JAKARTA - Duck Syndrome atau sindrom bebek pertama kali dicetuskan oleh Stanford University. Kondisi psikologis datang dari mahasiswa yang bertahan dari tekanan lingkungan yang kompetitif, tapi justru yang ditampilkan adalah kepribadian yang santai. Hal ini dianalogikan seperti bebek yang terlihat tenang berada di kolam, padahal kakinya tengah mengayuh di bawah permukaan air untuk mempertahankan agar tubuhnya tetap stabil.

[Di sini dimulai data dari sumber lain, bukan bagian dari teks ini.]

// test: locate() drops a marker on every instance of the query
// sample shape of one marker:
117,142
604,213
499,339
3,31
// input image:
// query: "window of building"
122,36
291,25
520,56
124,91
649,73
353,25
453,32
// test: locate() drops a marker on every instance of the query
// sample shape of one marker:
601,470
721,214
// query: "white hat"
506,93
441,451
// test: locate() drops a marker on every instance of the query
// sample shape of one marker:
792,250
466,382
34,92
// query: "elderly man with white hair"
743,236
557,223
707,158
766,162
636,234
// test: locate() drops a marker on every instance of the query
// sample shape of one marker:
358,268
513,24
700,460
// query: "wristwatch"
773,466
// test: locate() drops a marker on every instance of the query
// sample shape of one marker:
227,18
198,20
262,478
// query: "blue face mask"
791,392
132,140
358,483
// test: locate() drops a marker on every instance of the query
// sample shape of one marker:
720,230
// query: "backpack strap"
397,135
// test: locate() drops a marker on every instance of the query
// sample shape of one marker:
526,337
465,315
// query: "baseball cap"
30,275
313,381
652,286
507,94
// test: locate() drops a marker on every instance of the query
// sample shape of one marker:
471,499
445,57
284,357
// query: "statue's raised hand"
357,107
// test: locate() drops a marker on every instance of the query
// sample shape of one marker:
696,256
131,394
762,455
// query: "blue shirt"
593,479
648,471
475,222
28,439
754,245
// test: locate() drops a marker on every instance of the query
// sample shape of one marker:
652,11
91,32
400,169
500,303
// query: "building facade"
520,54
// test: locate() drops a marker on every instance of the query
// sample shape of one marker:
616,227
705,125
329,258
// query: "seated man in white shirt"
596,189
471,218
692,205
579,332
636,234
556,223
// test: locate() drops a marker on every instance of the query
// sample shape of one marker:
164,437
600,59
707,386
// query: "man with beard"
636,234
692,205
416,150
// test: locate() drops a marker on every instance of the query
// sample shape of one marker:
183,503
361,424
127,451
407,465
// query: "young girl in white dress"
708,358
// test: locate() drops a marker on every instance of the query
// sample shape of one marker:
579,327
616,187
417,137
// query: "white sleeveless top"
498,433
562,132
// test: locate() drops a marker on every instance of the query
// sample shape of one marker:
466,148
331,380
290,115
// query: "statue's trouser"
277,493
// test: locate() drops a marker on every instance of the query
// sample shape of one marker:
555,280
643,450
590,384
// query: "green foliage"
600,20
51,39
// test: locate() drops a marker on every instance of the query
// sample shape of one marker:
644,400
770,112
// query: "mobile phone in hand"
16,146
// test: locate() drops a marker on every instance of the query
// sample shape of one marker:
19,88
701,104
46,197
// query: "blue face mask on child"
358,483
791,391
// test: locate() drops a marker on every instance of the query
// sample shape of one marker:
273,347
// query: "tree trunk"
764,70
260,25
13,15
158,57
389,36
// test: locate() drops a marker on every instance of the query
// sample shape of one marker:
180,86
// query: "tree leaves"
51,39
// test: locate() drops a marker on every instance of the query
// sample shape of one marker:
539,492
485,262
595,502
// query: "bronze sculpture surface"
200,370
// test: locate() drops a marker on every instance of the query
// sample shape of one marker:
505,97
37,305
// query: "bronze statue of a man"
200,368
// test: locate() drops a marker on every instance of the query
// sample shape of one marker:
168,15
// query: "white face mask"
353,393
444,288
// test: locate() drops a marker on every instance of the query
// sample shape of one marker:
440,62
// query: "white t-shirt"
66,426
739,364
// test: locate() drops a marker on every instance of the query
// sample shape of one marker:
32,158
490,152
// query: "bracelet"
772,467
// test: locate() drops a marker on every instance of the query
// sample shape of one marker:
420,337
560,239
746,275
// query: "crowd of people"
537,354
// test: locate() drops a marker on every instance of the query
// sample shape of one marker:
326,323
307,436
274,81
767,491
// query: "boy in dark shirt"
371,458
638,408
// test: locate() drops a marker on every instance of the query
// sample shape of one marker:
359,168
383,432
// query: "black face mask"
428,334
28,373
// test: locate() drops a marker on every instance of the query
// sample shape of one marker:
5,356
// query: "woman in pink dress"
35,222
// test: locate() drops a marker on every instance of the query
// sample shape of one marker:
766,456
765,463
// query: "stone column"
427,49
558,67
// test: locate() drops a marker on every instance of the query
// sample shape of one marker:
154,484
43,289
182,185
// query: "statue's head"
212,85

Dokter Spesialis Kedokteran Jiwa dari Mayapada Hospital Kuningan dr. Elli Misnawati, Sp.KJ menjelaskan tentang fenomena Duck Syndrome ini. Menurutnya, Duck Syndrome terlihat dari penampilan sehari-hari, di mana orang tersebut tampak sangat tenang, terlihat tidak punya masalah, bahkan mungkin mempunyai prestasi atau karier yang cukup baik dan bahkan mempunyai kehidupan yang sempurna.
“Tapi pada kenyataannya secara internal mereka mengalami suatu atau beberapa gejala psikologis yang berpotensi untuk menyebabkan suatu gangguan psikiatrik di kemudian harinya,” ucapnya.
Gejala Duck Syndrome bisa dikenali sejak dini. Dokter Elli menyebut, ada beberapa gejala yang umum ditemukan di masyarakat, antara lain:
Punya keinginan yang kuat untuk melakukan kompetisi dengan orang lain. “Ia selalu ingin tampil lebih baik daripada orang lain, sehingga ia akan seperti mencari sebuah validasi atau berusaha untuk menampilkan citra diri yang sempurna di publik,” ucap dr. Elli.